Darauf wird ja in der neueren Studie eingegangen.

Unterschieden wird zwischen dem hohen Anteil bzw. genetischer Verwandtschaft von Schnurkeramikern zu Yamna (3/4), und dann wird auf die spätere "Erholung" der älteren genetischen Anteile eingegangen:

Ein weiteres Phänomen ist dann die "Erholung" der früheren alteuropäischen Anteile. ("second resurgence must have started during late Neolithic/Bronze Age"), da Glockenbecherkultur und Aunjetitzer Kultur wieder "geringere" Yamnaja-Anteile aufweisen, und wiederum vergleichbare Anteile mit heutigen Europäern.

Der Rückgang der schnurkeramischen und damit zugleich Yamna-Anteile im Vergleich zum heutigen "europäischen Genpool", insbesondere Mitteleuropäer, ist ein noch zu klärender Aspekt, für den auf die weitere Forschung verwiesen wird.

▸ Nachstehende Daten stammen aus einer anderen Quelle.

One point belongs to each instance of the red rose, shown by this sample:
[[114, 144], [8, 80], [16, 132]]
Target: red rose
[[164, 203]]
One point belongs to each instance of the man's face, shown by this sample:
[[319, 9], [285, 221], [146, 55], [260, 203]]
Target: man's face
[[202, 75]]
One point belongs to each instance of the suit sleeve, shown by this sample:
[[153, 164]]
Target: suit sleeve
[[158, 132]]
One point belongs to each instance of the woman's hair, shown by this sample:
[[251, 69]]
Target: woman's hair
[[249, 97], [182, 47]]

Für mich stellt sich auch die Frage der Repräsentanz des untersuchten aDNA-Materials im Vergleich zur ansässigen Bevölkerung aus den Grabfunden, und hieraus möglicher Verzerrungen.

@Carolus: das hieße aber auch, dass eine Entvölkerung der Steppenregionen stattgefunden haben müsste. Frage ist, ob man archäologisch Lücken bemerkt hat (außer den Hinweisen auf fehlende Landwirtschaft östlich des Dnjepr). Danke nochmals für die link-Ergänzung.
 
Darauf wird ja in der neueren Studie eingegangen.

Man sollte an dieser Stelle aber deutlich sagen, dass das lediglich weitere Hypothesen sind, denen sicher längst nicht alle Indogermanisten und Archäologen zustimmen werden. Das "Indogermanenproblem" ist damit nicht gelöst, jedenfalls solange, bis andere Fachwissenschaftler Stellung bezogen haben.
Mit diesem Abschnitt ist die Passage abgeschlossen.